Des Séances de Rattrapage

L'annulation n'est parfois pas une fatalité. Il arrive que, poussé par l'enthousiasme des fans, la production change de main. Aux Etats-Unis, Netflix est ainsi apparu comme le sauveur pour deux excellentes séries, The Killing et Arrested Development, dont elle a repris les droits. Pour la première, elle a surtout permis de dire au revoir à Linden et Holder dans une éprouvante enquête finale. Avec la seconde, on a pu continuer à suivre les aventures des losers de la famille Bluth dans une quatrième saison (une cinquième est en production).
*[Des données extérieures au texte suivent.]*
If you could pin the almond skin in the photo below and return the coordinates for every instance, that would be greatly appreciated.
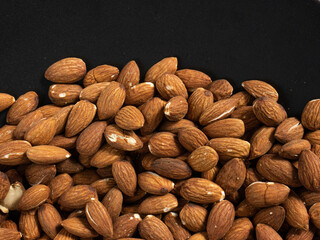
(154, 184)
(200, 190)
(129, 118)
(67, 70)
(34, 197)
(220, 219)
(268, 111)
(259, 89)
(102, 73)
(193, 79)
(169, 86)
(158, 204)
(166, 65)
(25, 103)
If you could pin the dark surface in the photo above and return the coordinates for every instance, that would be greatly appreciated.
(274, 40)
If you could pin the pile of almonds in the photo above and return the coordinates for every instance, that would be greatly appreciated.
(177, 156)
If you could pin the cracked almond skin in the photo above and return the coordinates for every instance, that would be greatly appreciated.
(202, 191)
(166, 65)
(220, 219)
(266, 194)
(67, 70)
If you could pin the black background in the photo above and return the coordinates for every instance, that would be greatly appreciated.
(274, 40)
Community a elle aussi été rattrapée in extremis par Yahoo après son annulation par NBC en 2014. Une sixième et dernière saison de 15 épisodes a été diffusée en 2015.

La France a connu un cas équivalent avec Hero Corp, de Simon Astier. Dans la lignée de son frangin avec Kaamelott, il s'est approprié une mythologie, celle des super-héros dans le cas présent, pour construire un univers propre. Les deux premières saisons, produites par Comédie +, sont diffusées en 2008 et 2010, mais la chaîne refuse d'en financer une troisième. Les fans ne cesseront ensuite de se mobiliser, et France 4 reprend le flambeau en 2013 pour deux autres saisons. La cinquième et dernière, cofinancée cette fois par le public avec le site de crowdfunding Ulule, est en cours de production.